Don’t get me wrong; this is not necessarily a bad thing. Proper theology is crucial to being a church. However, there is a very real danger in pulling our faith-life out of our hearts and placing it into our heads. When real service becomes lip service, the church is in trouble.
For instance, in my congregation to become “official members” we created the confirmation process and new member classes. We crammed info into the heads of our youth and new people. Over time many of them drift away. Knowledge dumping – telling people what to believe – is not working. In the wider church, Christianity has entrenched itself in the “right belief” side of politics. We have spent all of our energy in the battles over human sexuality and abortion. Meanwhile, we have ignored God’s call to feed the hungry and help the poor. We are trapped in ‘heady’ conversations, when our hearts should be motivating us to respond to those in need. The end result is a struggling and irrelevant church.
The fastest growing religious demographic in America is the “nones”, that is, those who claim no religious affiliation at all. Most pastors, whether they’re Catholic, mainline protestant, or Evangelical, can share stories of their young people disappearing after high school. Others report that they had none to lose. In many churches men are missing from the pews. Numbers are down. Churches are dying.

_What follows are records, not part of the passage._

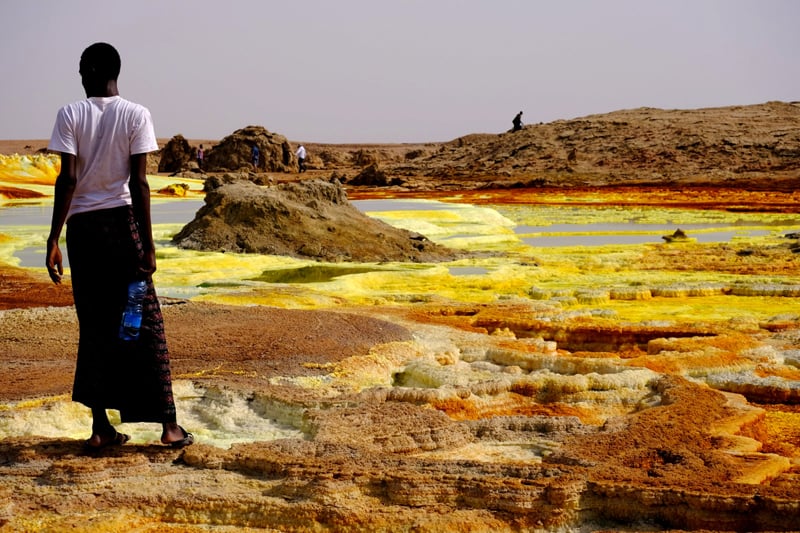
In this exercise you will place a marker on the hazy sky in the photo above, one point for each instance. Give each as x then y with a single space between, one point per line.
401 71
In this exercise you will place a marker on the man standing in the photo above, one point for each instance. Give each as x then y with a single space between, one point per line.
254 156
102 195
301 158
200 156
517 122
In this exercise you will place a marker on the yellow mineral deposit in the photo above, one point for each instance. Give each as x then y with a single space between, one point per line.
540 386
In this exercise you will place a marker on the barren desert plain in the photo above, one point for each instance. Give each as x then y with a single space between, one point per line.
617 348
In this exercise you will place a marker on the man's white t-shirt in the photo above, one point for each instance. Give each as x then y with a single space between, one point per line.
102 132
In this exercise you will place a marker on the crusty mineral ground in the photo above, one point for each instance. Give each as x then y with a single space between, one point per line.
438 416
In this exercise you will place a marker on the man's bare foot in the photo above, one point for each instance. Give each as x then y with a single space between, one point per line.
175 436
99 441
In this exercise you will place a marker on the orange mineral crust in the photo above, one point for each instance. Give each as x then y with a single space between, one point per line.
523 387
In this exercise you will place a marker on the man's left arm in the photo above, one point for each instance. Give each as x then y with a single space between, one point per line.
140 198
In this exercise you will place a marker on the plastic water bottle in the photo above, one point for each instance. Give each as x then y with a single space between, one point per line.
132 315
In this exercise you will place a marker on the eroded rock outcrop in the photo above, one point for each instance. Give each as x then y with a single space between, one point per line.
311 219
234 151
176 155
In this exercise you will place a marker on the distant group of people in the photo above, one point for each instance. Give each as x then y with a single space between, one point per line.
255 156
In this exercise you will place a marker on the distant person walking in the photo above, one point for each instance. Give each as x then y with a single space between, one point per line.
517 122
301 158
102 195
254 156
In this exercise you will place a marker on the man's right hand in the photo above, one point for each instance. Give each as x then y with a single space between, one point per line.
53 262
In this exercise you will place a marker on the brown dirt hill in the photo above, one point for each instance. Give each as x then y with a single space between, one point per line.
307 219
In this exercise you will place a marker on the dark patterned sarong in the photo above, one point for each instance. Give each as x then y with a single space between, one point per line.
131 376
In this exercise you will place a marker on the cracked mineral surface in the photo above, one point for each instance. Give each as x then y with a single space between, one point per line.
614 385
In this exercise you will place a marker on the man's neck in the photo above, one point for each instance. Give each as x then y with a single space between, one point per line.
110 89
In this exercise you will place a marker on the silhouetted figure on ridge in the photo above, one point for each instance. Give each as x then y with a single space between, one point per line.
517 122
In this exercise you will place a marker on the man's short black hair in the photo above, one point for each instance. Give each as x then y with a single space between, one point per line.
100 61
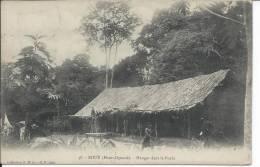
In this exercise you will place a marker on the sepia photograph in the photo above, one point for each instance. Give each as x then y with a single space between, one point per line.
126 82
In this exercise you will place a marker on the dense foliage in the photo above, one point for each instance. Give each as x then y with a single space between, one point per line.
178 43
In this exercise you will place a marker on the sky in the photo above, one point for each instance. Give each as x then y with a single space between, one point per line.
59 21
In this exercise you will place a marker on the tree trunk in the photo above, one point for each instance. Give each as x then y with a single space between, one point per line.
112 72
188 125
106 79
109 58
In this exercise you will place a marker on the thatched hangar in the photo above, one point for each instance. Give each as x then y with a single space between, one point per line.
173 109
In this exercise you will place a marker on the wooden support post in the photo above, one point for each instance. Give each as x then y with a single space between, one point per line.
117 125
188 125
140 127
155 126
125 127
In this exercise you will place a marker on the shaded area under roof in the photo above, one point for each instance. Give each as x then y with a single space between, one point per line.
172 96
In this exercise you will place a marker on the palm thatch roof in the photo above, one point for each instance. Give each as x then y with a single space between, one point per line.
172 96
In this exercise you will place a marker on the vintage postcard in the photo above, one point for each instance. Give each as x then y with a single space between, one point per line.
126 82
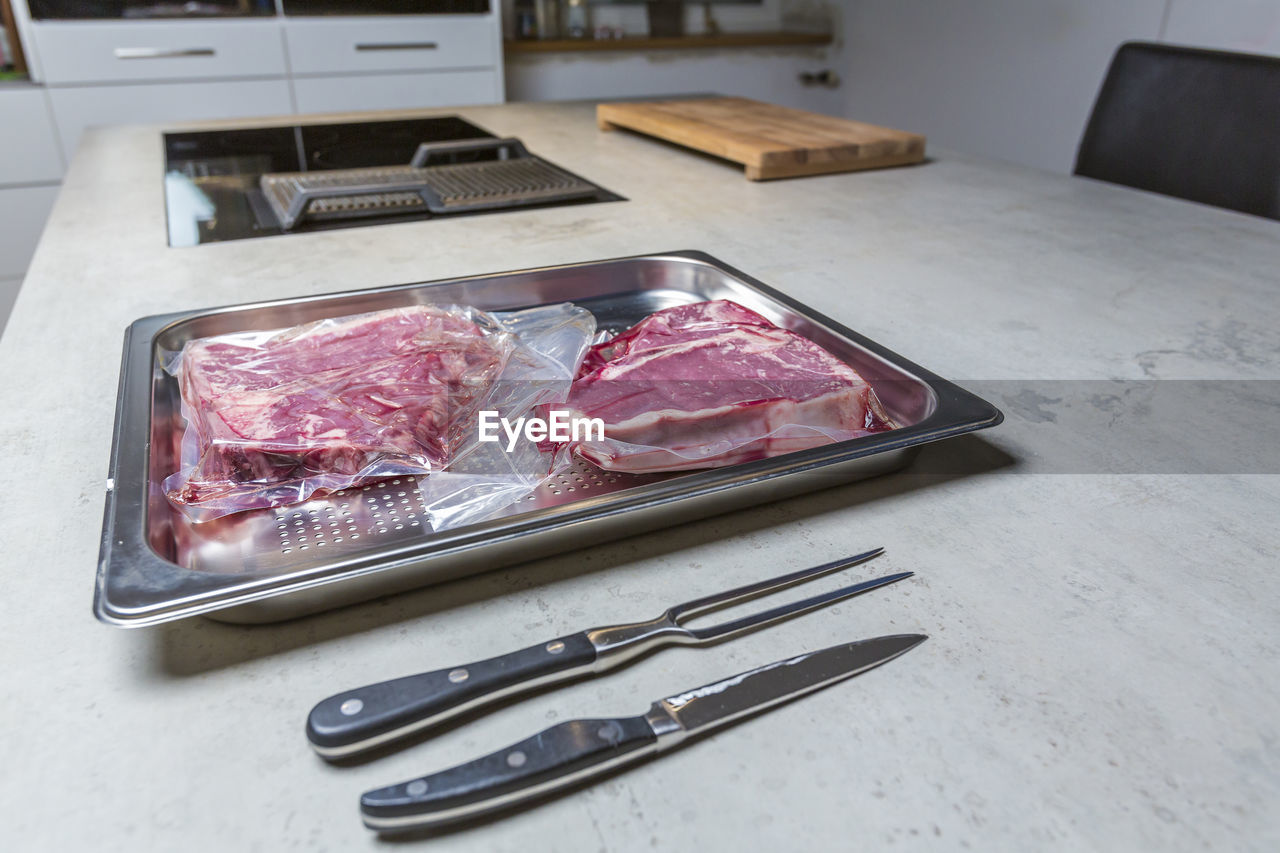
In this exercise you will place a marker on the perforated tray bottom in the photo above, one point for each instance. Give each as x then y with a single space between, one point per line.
384 512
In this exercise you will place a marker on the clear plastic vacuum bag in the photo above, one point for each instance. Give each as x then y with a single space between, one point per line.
493 475
279 416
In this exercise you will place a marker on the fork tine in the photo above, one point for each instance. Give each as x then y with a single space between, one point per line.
785 611
691 609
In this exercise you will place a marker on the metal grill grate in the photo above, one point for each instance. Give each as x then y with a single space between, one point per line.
458 187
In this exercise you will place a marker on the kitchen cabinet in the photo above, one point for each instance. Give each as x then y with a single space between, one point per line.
421 42
77 108
397 91
77 51
28 150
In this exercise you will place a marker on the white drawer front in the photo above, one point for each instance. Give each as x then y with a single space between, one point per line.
392 44
396 91
77 109
28 150
23 211
97 53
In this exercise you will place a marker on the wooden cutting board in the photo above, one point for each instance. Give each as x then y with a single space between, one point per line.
771 141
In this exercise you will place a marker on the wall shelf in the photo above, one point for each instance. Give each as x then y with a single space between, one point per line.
679 42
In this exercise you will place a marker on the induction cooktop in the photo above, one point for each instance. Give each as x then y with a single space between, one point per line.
214 178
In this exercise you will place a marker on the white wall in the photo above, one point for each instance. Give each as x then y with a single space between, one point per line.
1015 80
764 73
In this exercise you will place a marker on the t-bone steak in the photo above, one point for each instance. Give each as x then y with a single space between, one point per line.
712 384
275 416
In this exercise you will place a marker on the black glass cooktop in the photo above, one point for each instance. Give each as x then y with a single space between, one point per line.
211 178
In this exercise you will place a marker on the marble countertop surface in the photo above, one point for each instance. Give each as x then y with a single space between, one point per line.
1097 575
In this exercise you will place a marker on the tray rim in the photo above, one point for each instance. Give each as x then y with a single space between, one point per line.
963 411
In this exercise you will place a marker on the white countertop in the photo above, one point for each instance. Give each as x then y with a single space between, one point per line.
1102 671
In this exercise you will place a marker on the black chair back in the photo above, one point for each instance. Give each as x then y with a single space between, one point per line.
1197 124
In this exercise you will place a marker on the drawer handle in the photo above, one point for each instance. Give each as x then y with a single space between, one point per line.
161 53
398 45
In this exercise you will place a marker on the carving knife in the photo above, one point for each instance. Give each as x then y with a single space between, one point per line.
579 749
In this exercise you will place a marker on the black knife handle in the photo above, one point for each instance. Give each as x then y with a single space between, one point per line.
560 756
369 716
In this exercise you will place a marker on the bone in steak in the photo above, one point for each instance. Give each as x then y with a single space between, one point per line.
277 416
712 384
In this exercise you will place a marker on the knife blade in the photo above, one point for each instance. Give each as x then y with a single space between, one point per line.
579 749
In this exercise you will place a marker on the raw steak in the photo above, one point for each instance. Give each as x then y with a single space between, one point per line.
275 416
712 384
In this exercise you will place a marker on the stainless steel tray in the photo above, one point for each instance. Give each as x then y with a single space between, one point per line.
269 565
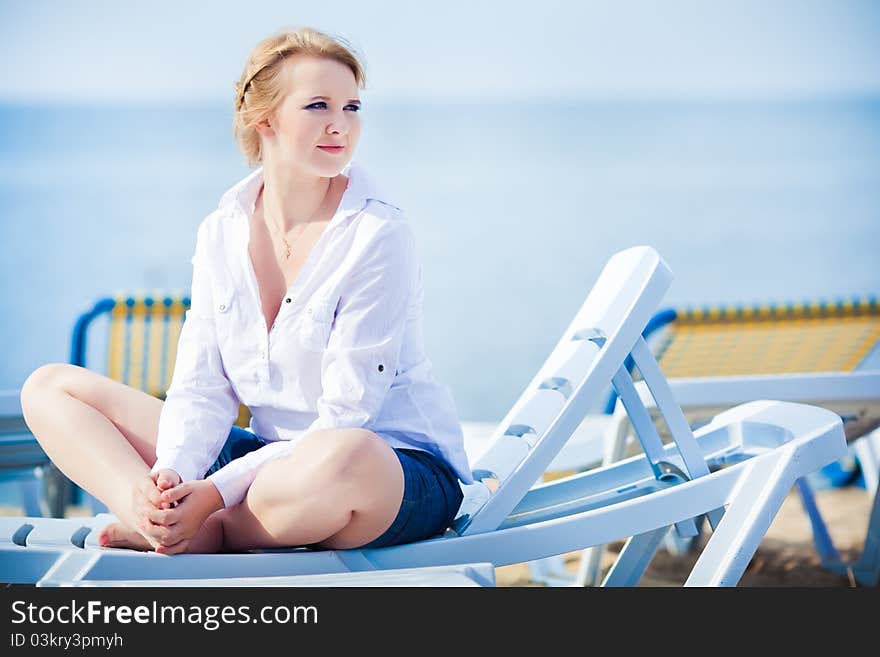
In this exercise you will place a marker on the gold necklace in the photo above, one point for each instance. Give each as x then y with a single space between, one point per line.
287 248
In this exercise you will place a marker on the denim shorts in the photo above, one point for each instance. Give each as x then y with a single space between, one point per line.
431 494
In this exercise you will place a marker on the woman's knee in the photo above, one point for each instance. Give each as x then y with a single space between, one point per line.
42 380
342 454
328 462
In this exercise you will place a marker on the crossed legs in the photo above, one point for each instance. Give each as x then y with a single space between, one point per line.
338 488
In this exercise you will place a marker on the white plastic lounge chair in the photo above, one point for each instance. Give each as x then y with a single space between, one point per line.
853 394
735 471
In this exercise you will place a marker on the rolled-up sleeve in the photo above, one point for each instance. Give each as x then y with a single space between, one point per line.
200 406
362 354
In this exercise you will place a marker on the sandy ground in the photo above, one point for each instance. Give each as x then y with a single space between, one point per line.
786 556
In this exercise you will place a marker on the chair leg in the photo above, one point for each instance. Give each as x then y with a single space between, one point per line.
589 569
743 526
821 537
634 558
30 495
867 450
867 570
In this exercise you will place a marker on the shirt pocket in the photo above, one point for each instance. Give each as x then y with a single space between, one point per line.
314 325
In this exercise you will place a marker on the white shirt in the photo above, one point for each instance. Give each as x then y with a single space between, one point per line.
346 349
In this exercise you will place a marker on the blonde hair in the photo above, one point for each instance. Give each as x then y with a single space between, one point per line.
261 88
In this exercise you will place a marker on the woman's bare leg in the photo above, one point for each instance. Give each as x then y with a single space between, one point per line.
100 433
338 488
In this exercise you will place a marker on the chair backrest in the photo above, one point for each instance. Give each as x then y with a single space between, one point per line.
748 340
579 369
141 343
142 335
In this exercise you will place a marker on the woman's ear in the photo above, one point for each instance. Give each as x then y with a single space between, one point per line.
264 127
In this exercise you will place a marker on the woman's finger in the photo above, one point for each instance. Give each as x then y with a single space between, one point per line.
178 548
177 493
149 491
165 517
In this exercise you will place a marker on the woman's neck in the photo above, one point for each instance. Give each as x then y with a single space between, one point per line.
289 199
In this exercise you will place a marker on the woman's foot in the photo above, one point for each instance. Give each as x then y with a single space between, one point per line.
209 538
118 535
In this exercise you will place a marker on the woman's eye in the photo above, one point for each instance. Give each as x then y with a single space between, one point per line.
323 105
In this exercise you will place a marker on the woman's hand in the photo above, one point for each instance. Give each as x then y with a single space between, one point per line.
172 528
147 497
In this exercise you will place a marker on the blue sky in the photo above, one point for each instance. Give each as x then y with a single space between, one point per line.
192 51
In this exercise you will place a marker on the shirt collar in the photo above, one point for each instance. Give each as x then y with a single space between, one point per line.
361 189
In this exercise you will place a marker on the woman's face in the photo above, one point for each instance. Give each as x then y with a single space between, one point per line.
320 109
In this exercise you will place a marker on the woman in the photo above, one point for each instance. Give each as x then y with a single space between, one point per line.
306 307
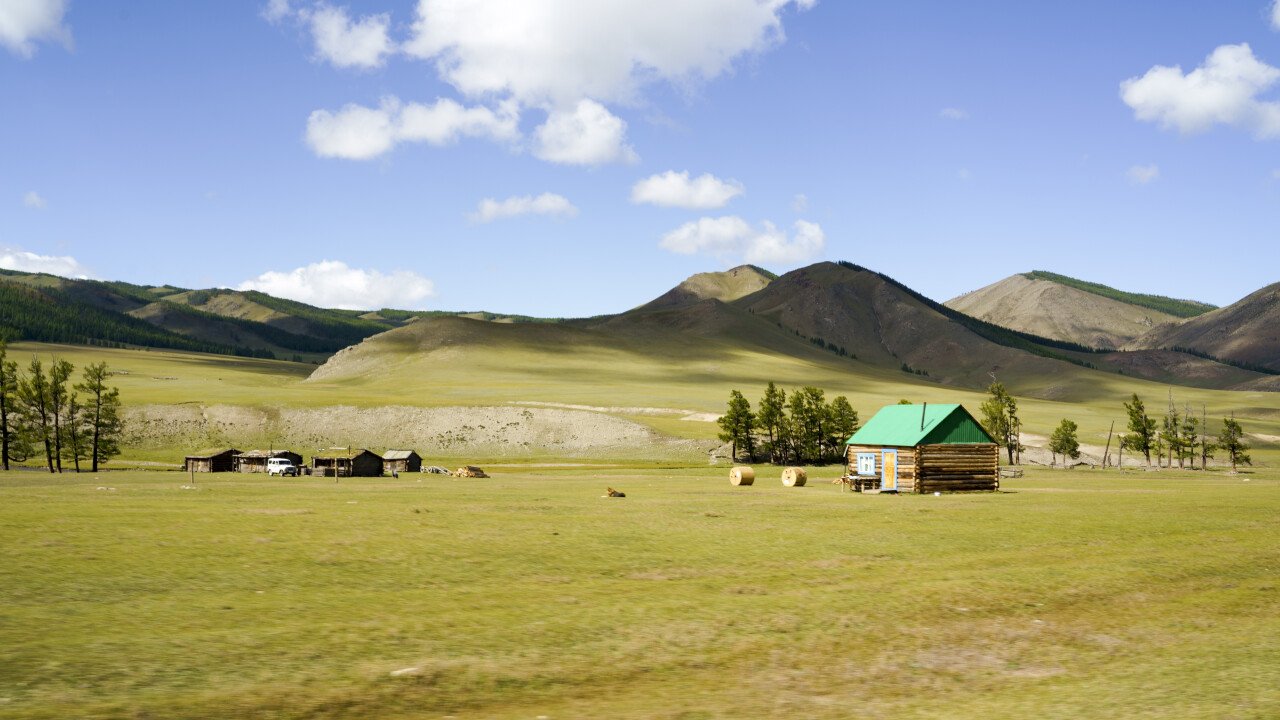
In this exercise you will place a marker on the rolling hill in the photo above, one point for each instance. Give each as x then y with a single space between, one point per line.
1246 332
1072 310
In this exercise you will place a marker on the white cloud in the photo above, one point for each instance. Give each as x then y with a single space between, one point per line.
545 204
677 190
332 283
23 22
554 53
732 237
64 265
346 42
588 135
1143 174
277 10
357 132
1221 91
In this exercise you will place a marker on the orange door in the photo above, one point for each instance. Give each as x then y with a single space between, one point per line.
888 469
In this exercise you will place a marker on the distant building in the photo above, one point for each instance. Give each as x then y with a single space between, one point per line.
401 461
923 449
211 461
255 460
346 463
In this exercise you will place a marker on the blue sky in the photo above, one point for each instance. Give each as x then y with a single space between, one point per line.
341 153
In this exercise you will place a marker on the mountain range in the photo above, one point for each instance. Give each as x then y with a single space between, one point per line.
1038 332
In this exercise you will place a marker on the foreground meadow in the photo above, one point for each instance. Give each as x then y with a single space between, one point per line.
1070 595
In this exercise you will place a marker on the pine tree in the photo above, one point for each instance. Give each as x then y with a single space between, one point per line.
33 393
103 414
1064 441
1232 440
841 424
8 406
1142 429
1000 418
771 415
59 372
737 424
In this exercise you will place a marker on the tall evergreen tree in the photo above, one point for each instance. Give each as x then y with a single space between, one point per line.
841 424
1064 441
103 414
1232 440
739 424
8 406
1000 418
769 417
33 393
1142 429
59 372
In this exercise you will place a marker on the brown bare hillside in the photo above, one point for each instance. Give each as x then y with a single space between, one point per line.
1057 311
726 286
1247 331
881 323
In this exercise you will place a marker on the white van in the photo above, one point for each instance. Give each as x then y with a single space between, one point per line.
280 466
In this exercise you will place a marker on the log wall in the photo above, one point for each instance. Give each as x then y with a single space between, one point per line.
956 468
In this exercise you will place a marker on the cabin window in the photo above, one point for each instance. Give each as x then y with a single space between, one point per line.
865 463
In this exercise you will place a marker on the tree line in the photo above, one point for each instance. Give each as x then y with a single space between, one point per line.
42 411
1179 437
800 428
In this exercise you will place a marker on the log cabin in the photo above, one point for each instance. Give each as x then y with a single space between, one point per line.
923 449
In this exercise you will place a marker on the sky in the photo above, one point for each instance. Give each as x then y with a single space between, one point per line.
561 158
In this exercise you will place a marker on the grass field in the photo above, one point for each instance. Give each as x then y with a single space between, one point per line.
608 377
1070 595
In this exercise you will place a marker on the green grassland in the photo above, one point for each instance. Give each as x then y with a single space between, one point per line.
694 376
1069 595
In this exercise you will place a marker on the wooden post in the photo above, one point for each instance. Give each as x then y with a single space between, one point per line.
1107 451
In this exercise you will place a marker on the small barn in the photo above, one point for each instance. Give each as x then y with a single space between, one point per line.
923 449
222 460
347 463
401 461
255 460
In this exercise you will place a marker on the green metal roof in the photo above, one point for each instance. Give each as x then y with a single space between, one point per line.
908 425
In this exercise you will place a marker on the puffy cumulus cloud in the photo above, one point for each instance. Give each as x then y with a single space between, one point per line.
732 237
545 204
1224 90
554 53
357 132
588 135
332 283
346 42
24 22
677 190
1143 174
64 265
277 10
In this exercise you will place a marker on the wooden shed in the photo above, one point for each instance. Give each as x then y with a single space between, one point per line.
347 463
255 460
211 461
401 461
923 449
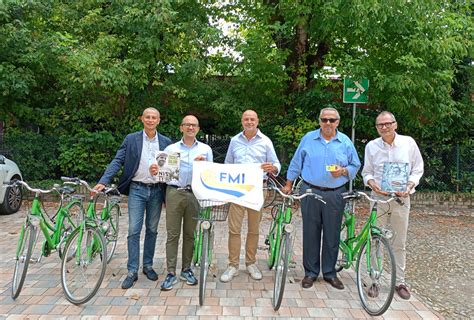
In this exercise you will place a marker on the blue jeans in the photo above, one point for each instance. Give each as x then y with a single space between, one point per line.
321 221
140 199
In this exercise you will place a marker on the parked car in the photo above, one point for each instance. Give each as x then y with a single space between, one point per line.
10 197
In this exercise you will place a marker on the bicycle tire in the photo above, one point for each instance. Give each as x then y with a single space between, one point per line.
204 268
376 286
281 271
272 238
82 276
111 235
269 194
23 256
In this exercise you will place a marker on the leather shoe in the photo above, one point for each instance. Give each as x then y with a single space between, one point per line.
150 273
403 292
335 282
307 281
129 281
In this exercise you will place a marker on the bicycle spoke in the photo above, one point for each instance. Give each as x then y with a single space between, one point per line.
281 269
82 275
376 275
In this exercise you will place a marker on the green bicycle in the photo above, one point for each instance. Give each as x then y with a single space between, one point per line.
280 241
104 205
372 254
56 230
210 211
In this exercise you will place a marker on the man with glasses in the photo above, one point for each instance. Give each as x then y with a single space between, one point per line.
144 193
249 146
181 204
326 160
393 148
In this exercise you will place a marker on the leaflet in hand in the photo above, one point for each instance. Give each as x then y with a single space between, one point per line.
395 176
168 166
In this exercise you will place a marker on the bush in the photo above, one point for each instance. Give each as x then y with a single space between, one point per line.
34 153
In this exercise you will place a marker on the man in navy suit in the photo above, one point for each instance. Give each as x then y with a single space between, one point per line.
135 155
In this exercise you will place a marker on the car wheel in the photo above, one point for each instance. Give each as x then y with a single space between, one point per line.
12 201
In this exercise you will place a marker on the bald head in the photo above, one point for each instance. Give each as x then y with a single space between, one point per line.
152 110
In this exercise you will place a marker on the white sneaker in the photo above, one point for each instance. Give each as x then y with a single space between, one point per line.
254 272
229 274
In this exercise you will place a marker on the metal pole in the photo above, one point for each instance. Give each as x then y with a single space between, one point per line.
353 135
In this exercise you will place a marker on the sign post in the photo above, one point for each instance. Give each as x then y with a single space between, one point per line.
355 91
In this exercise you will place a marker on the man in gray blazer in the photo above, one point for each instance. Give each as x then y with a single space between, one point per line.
135 155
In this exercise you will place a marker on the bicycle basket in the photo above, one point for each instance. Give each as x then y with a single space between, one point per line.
213 210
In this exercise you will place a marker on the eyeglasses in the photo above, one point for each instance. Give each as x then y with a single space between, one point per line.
386 124
190 125
326 120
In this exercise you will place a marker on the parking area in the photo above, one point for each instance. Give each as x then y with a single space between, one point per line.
243 298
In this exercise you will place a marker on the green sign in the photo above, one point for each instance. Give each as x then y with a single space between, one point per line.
355 91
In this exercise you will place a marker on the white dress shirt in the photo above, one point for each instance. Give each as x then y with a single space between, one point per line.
403 149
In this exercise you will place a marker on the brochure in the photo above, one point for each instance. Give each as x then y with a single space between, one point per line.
168 167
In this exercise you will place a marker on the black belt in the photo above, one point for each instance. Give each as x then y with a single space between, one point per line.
322 188
149 185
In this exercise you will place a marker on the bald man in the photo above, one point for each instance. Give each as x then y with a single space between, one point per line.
144 194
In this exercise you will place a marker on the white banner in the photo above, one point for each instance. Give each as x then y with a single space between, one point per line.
237 183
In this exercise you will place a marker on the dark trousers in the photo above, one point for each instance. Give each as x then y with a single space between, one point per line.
321 219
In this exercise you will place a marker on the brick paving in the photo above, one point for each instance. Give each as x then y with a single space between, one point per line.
243 298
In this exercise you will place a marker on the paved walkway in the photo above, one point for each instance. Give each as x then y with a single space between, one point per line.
243 298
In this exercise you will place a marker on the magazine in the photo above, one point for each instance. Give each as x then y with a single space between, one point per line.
168 167
395 176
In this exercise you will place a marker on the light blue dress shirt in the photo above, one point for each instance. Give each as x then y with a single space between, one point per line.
186 158
314 153
258 149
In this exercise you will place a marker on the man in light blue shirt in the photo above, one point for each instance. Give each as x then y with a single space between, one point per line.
326 160
181 204
249 146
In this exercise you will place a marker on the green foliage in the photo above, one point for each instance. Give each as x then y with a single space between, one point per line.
86 154
33 153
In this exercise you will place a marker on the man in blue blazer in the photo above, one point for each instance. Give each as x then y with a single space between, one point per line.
135 155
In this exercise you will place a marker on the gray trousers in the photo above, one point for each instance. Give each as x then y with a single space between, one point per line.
181 210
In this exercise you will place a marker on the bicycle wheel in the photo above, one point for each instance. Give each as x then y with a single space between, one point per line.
269 194
342 259
82 275
111 235
376 275
23 256
74 217
197 244
281 270
204 268
270 241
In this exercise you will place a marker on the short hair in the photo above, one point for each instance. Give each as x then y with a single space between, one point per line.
151 109
384 113
329 109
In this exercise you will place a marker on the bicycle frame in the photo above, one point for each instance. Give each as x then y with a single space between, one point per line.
352 245
53 233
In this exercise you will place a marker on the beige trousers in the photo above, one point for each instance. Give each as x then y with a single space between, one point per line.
395 217
235 219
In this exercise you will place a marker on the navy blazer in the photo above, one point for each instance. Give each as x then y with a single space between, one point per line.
128 156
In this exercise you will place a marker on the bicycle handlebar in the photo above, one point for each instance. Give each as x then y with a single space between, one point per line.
357 194
15 183
77 181
295 197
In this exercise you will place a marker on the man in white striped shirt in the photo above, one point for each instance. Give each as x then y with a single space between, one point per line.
393 148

Hope is not lost. Not only do we have Jesus who promises to bring life from death, but also the paradigm for discipleship has already been written. Acts 2:42 “They devoted themselves to the Apostles’ teaching, fellowship, breaking of bread and the prayers.” The 21st century church needs 1st century practice. It is time to transition back into a people who are FOLLOWERS OF THE WAY.
It’s time to stop fighting and start feeding.
It’s time to stop talking and start listening.
It’s time to stop protesting and start praying.
It’s time to get out of our heads and into our hearts.